John has always felt like a glorified, overpaid journalist, and his field is in crisis now. Crises usually wipe out some of the players of the game. Finance is always about survival of the fittest. Just look at Lehman Brothers and Bear Stearns.
Until its untimely demise, it had already survived a few waves of pain, from regulatory issues to the rise of the ETFs and Spitzer killing the juicy investment banking ties. However, until now, many agreed that the markets will always need that human touch, and that data galore is not enough to make informed investment decisions – the humans needed to “digest” the data the machines extracted. However, MiFID II is where it all comes to an end.

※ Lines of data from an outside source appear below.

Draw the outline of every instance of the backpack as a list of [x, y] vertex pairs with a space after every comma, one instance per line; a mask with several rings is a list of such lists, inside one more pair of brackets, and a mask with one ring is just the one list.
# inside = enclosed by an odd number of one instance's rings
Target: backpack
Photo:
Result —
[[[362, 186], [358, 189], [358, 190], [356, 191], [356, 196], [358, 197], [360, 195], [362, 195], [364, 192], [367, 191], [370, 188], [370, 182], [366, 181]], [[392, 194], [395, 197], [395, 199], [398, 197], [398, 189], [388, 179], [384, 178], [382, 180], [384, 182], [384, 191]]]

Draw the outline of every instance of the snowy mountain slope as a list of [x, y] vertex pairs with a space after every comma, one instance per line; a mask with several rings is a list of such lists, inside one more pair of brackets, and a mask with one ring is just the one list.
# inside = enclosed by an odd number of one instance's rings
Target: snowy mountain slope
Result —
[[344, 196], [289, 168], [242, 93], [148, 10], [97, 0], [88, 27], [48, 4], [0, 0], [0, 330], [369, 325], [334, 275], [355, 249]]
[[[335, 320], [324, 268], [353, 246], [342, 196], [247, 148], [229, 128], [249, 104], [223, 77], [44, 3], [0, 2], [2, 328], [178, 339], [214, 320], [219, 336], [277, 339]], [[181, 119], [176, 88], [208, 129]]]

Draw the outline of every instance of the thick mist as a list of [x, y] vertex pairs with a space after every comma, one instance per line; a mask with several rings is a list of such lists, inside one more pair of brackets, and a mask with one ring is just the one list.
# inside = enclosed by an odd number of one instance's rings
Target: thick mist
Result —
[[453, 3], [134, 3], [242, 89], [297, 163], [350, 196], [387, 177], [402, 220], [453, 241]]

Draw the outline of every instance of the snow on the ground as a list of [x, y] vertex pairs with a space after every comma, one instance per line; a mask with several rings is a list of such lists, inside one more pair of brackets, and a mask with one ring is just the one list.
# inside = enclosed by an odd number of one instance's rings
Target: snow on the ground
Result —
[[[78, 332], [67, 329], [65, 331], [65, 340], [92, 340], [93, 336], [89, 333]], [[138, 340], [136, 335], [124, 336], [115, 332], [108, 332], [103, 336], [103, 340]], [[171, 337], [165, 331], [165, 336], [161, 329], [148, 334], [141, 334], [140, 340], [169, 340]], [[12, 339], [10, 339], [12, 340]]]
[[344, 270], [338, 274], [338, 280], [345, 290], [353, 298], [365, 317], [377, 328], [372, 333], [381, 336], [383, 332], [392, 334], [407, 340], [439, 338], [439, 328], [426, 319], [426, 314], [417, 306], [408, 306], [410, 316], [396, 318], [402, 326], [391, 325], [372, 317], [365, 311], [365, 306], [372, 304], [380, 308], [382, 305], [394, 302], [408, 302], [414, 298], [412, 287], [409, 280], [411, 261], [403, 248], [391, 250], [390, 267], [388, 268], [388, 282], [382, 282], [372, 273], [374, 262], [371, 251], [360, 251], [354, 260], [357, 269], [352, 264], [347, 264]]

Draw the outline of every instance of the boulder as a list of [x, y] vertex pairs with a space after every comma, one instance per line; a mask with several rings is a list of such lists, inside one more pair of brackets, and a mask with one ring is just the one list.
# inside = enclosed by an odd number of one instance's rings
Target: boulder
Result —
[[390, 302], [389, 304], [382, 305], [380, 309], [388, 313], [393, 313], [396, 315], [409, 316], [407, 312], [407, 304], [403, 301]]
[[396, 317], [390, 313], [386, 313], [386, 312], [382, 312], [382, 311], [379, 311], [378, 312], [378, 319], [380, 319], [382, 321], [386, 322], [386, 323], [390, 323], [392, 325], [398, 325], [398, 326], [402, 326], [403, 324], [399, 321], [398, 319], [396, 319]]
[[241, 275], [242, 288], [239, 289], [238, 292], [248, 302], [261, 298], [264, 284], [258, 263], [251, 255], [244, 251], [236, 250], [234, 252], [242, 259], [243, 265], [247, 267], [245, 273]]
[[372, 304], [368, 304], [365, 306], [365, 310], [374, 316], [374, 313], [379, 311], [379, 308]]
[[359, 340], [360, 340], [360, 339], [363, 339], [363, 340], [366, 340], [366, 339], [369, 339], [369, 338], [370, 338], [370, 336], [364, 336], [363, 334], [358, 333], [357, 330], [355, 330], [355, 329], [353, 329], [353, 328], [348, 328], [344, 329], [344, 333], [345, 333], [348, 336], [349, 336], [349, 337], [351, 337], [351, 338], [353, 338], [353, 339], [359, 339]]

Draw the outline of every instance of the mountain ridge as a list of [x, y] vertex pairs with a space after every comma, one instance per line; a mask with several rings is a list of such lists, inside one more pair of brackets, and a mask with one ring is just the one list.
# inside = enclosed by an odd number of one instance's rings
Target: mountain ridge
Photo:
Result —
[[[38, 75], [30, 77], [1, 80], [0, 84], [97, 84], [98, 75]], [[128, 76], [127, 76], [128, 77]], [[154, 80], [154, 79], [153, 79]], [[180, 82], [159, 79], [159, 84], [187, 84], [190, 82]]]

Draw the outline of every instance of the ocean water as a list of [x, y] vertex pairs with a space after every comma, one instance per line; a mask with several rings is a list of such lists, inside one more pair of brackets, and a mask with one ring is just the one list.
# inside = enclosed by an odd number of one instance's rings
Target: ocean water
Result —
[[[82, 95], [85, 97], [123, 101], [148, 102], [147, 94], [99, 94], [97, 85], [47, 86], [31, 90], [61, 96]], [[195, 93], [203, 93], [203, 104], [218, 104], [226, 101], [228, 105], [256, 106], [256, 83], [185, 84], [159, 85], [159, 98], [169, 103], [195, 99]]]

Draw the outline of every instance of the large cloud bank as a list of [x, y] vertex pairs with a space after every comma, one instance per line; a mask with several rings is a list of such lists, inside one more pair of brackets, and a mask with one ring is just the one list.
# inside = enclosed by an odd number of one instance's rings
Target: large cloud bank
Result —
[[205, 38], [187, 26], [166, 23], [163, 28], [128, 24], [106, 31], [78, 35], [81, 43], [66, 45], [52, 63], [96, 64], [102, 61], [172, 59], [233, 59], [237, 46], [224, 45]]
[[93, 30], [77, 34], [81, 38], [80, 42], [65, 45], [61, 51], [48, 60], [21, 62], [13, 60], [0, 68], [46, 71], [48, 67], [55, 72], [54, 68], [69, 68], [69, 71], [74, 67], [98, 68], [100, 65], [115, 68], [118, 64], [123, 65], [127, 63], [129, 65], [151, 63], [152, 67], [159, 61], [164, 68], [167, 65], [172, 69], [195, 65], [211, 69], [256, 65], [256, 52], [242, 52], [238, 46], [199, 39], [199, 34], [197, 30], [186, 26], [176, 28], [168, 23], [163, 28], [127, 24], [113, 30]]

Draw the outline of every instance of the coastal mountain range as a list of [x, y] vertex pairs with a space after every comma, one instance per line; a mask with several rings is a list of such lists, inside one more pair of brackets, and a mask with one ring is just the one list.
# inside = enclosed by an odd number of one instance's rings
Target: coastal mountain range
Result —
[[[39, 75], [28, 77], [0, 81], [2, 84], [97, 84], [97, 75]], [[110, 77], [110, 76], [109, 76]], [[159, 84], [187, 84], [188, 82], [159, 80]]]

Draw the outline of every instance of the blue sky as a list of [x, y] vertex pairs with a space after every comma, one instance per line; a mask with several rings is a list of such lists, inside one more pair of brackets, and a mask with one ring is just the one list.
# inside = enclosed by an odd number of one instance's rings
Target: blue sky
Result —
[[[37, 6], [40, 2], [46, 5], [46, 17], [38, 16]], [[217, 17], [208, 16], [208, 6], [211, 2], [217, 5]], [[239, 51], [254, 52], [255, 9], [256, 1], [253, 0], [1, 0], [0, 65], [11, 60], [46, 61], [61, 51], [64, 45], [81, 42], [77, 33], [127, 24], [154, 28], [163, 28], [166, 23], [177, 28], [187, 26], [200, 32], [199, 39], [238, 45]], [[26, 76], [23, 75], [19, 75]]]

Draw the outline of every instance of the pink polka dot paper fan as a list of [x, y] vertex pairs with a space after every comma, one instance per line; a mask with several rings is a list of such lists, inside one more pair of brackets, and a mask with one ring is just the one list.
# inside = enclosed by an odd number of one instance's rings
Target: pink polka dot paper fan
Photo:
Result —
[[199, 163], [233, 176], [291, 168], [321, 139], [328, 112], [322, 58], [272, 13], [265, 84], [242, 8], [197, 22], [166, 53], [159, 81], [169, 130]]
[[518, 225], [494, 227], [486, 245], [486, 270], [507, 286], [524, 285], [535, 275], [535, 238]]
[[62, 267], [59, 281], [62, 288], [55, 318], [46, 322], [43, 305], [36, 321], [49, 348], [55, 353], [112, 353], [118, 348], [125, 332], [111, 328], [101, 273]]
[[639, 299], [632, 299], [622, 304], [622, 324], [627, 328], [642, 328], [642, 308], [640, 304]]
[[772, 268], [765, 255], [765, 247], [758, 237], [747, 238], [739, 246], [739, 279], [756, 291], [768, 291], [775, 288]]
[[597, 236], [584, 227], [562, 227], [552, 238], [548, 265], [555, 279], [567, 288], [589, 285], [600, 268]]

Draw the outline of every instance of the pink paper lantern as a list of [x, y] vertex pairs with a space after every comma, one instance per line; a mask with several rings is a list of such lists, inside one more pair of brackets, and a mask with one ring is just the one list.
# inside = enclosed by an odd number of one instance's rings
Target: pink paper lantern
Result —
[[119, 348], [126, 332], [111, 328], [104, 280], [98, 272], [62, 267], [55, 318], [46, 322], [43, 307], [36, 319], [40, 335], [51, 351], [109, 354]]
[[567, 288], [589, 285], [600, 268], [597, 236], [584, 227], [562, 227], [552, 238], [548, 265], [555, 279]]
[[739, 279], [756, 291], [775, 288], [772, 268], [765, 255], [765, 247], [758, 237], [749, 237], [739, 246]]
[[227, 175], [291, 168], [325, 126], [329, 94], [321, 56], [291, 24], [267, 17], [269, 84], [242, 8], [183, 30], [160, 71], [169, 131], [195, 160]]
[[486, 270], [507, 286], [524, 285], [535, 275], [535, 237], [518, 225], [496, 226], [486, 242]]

Disruption, which has dramatically changed several fields, from transportation to healthcare, wasn’t even the “plague” that was the end of John’s career. The effects of disruption will come later, in the zombie apocalypse-like scenario that many players will live in. Right now, the crisis is Brussels’ crackdown and demand to bring research and its price into the light. The buy-side has now been, for the first time, in the position to wonder what exactly it is they’re paying for, and how much it’s all worth. And the sell-side has had that very unpleasant mirror of reality put in their faces. The moment of truth: what is all this information and what is it worth?
Next, those who will thrive are the ones who can and will continue to disrupt. The ones who can provide value. Those who were bundling together information just for the sake of it will be out of the game. John was one of them.

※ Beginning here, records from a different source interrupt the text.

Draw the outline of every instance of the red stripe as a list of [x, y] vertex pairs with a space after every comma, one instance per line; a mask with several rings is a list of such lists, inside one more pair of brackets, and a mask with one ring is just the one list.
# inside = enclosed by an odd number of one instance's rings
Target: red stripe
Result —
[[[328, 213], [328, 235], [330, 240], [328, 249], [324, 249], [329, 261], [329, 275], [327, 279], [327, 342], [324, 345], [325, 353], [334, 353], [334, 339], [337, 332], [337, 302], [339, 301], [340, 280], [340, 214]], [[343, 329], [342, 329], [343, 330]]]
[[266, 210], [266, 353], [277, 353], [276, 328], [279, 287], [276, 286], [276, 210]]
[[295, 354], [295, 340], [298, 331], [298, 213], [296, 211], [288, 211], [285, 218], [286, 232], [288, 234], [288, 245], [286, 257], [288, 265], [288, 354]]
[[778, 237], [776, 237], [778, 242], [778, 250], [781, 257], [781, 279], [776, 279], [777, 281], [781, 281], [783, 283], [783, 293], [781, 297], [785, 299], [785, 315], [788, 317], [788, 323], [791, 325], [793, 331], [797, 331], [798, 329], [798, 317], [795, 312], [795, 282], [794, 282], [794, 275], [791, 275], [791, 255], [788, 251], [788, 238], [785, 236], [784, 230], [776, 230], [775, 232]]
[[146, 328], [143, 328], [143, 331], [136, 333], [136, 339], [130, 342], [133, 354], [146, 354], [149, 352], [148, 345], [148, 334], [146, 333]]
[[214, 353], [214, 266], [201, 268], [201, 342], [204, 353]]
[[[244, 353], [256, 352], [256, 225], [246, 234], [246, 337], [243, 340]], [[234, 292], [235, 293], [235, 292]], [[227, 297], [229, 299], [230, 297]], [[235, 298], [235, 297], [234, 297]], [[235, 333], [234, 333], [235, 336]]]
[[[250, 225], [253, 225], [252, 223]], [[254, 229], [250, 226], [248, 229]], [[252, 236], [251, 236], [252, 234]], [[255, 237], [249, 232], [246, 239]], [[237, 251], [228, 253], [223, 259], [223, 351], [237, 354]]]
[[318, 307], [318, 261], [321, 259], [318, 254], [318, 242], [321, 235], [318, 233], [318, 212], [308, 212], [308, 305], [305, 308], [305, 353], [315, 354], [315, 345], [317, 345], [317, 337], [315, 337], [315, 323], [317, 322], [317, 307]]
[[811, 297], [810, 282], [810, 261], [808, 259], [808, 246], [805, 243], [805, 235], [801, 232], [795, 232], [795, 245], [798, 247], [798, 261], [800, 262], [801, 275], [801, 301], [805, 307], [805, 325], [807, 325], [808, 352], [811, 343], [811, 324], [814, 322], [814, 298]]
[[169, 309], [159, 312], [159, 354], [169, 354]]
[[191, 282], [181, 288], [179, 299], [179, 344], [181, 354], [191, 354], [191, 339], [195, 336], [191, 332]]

By the end of the year, at least one of the top ten players on the sell-side will completely close their research department.
What About the Rest?
Those who have caught the early wave, and who are providing high-quality services to their clients, will continue to grow from strength to strength. Those top tier analysts – those who are on a first name basis with all the CEOs in their field and have invaluable insights to provide their clients – will keep their posts and carry on. They will keep their client black book and they will earn their keep. Those who don’t have that luxury will likely disappear too.

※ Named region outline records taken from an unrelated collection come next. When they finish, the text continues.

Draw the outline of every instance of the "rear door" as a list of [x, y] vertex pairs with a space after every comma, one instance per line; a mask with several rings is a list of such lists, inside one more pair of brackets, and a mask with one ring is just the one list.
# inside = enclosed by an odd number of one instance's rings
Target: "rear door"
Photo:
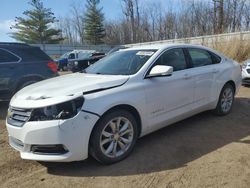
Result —
[[11, 79], [15, 77], [16, 67], [21, 58], [12, 52], [0, 48], [0, 99], [11, 97]]
[[213, 88], [217, 70], [209, 51], [200, 48], [186, 49], [192, 64], [190, 72], [194, 76], [194, 108], [202, 107], [213, 100]]
[[171, 76], [144, 79], [149, 131], [189, 113], [194, 100], [194, 80], [182, 48], [167, 50], [153, 67], [156, 65], [172, 66], [174, 72]]

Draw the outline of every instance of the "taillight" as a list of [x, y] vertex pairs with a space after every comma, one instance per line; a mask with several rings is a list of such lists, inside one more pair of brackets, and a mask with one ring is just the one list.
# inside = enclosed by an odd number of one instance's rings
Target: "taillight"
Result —
[[57, 65], [55, 62], [48, 62], [48, 67], [50, 68], [50, 70], [54, 73], [57, 73]]

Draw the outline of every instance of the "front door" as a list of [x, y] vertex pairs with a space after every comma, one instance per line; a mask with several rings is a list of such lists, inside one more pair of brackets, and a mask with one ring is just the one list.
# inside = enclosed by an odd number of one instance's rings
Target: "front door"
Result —
[[194, 79], [181, 48], [167, 50], [155, 65], [172, 66], [174, 72], [171, 76], [144, 79], [148, 131], [164, 127], [189, 112], [194, 100]]

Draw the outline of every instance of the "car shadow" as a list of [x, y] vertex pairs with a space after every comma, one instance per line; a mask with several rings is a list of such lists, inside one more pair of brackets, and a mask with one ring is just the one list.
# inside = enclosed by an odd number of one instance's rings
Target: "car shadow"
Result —
[[[125, 160], [105, 166], [89, 158], [81, 162], [42, 163], [60, 176], [127, 176], [186, 166], [232, 142], [250, 135], [250, 99], [236, 98], [232, 112], [218, 117], [204, 112], [138, 140]], [[250, 143], [250, 141], [244, 142]]]

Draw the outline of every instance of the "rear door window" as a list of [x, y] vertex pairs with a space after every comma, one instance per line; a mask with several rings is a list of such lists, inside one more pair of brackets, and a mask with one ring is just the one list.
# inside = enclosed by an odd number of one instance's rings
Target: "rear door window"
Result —
[[174, 71], [184, 70], [187, 68], [185, 55], [181, 48], [171, 49], [164, 52], [159, 59], [157, 59], [155, 65], [172, 66]]
[[188, 49], [193, 67], [202, 67], [213, 64], [212, 57], [206, 50], [191, 48]]
[[8, 62], [18, 62], [19, 58], [12, 53], [0, 49], [0, 63], [8, 63]]

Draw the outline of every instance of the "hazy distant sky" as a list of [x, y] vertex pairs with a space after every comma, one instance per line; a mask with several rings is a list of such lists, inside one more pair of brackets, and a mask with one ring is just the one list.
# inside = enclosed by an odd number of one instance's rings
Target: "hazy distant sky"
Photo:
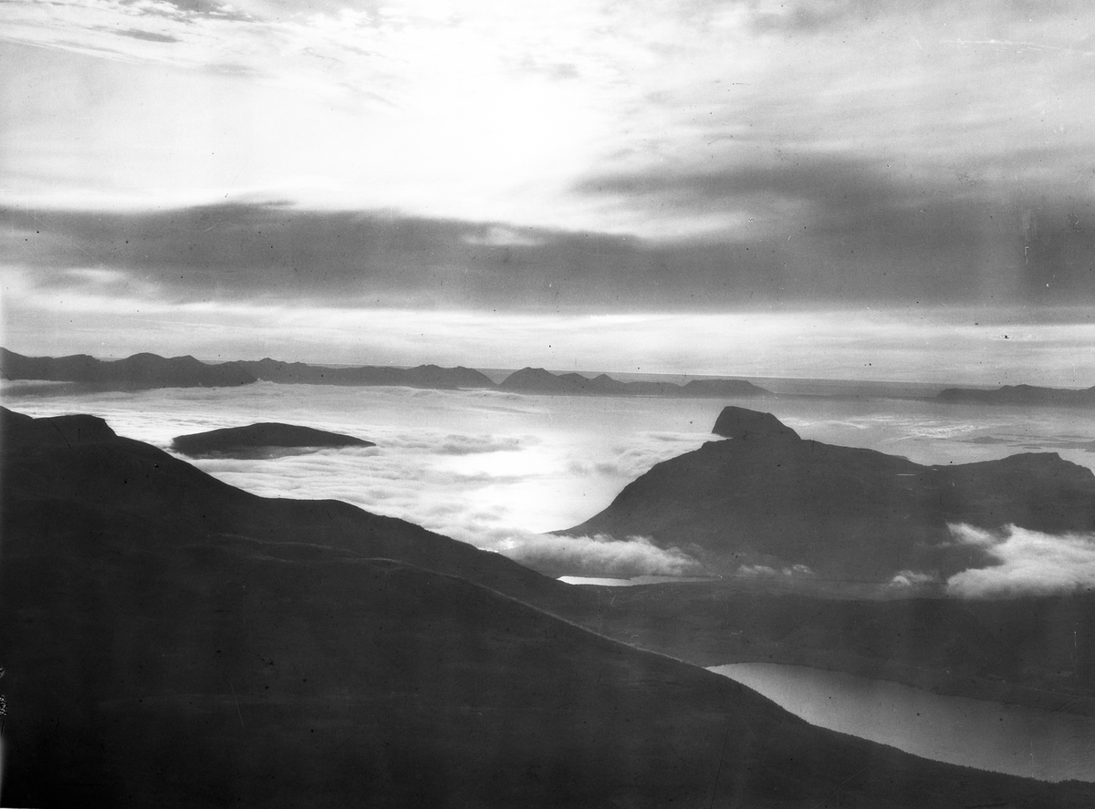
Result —
[[1084, 2], [0, 2], [4, 342], [1095, 384]]

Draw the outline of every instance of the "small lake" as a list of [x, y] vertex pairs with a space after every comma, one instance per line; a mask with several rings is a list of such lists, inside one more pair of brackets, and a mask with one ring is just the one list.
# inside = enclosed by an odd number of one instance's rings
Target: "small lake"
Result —
[[811, 725], [909, 753], [1042, 781], [1095, 782], [1095, 717], [780, 663], [714, 666]]

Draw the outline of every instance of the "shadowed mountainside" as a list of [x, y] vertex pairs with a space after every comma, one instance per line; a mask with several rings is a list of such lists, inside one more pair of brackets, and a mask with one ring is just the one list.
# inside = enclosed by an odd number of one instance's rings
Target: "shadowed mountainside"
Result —
[[695, 666], [779, 662], [1095, 716], [1095, 593], [818, 598], [740, 580], [589, 587], [563, 614]]
[[135, 354], [126, 359], [104, 361], [77, 354], [71, 357], [24, 357], [0, 348], [0, 372], [8, 379], [41, 379], [49, 382], [80, 382], [111, 389], [219, 388], [244, 385], [257, 378], [229, 366], [211, 366], [194, 357], [164, 358]]
[[721, 398], [772, 395], [763, 388], [733, 379], [693, 380], [684, 385], [670, 382], [619, 382], [607, 374], [589, 379], [579, 373], [554, 374], [542, 368], [511, 373], [500, 384], [484, 373], [462, 366], [415, 368], [360, 366], [327, 368], [274, 359], [233, 360], [208, 365], [194, 357], [165, 359], [138, 354], [119, 360], [99, 360], [81, 354], [72, 357], [24, 357], [0, 348], [0, 373], [10, 380], [74, 382], [106, 390], [148, 388], [215, 388], [275, 382], [319, 385], [400, 385], [434, 390], [495, 389], [515, 393], [554, 393], [596, 396], [677, 396]]
[[956, 542], [948, 523], [1095, 530], [1095, 475], [1056, 453], [923, 466], [804, 440], [740, 407], [725, 408], [716, 431], [730, 438], [656, 464], [558, 533], [649, 536], [724, 574], [798, 565], [821, 579], [887, 581], [993, 564], [986, 548]]
[[5, 806], [1095, 801], [812, 728], [399, 520], [247, 495], [93, 417], [0, 429]]
[[1031, 407], [1095, 407], [1095, 388], [1068, 390], [1038, 388], [1037, 385], [1004, 385], [991, 391], [973, 388], [947, 388], [940, 391], [935, 401]]
[[607, 373], [584, 377], [580, 373], [552, 373], [543, 368], [522, 368], [506, 377], [499, 390], [515, 393], [549, 393], [572, 396], [675, 396], [679, 398], [722, 398], [724, 396], [771, 396], [770, 391], [741, 379], [692, 380], [683, 385], [672, 382], [620, 382]]
[[208, 455], [251, 458], [278, 449], [376, 446], [372, 441], [353, 436], [277, 421], [192, 432], [187, 436], [176, 436], [171, 441], [173, 450], [191, 458]]
[[239, 368], [245, 373], [252, 373], [264, 382], [279, 384], [402, 385], [438, 390], [494, 388], [494, 382], [491, 381], [489, 377], [462, 366], [457, 368], [441, 368], [439, 366], [326, 368], [309, 366], [304, 362], [281, 362], [268, 357], [257, 361], [235, 360], [224, 365]]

One segment of the market that has been underserved and will have potential in the future is that of small-cap companies. Traditionally, all the big players on the sell-side wanted to cover the large-cap companies. Right now, however, they’ll have to tally that up and decide what they have been known for and where their research adds value. Is it energy? Is it healthcare? Whatever their sweet spot or unique selling point, they will need to identify it quickly and make sure it’s clear to the clients that they can add value there. That is the only place where they have fighting power. Clients want actionable, tailored information, now. Whoever lags behind will take a hit. Independent research firms such as expert networks that have scale to cover pretty much any sector with speed and accuracy will continue to disrupt the space.
Ultimately, MiFID II aims to make a somewhat clunky market leaner and more transparent. However, changing a business model from one year to the next is definitely easier said than done.
The buy-side has already cut providers. There are countless emails a day saying “please remove me from your mailing list” from the once upon a time clients of John. One would think that a relationship like this is built over time, with trust and mutual respect. Some analysts, however, are getting the breakup memo over email. And the rest is silence.
It was John’s successful career. And it ended January 3rd, 2018. May it rest in peace.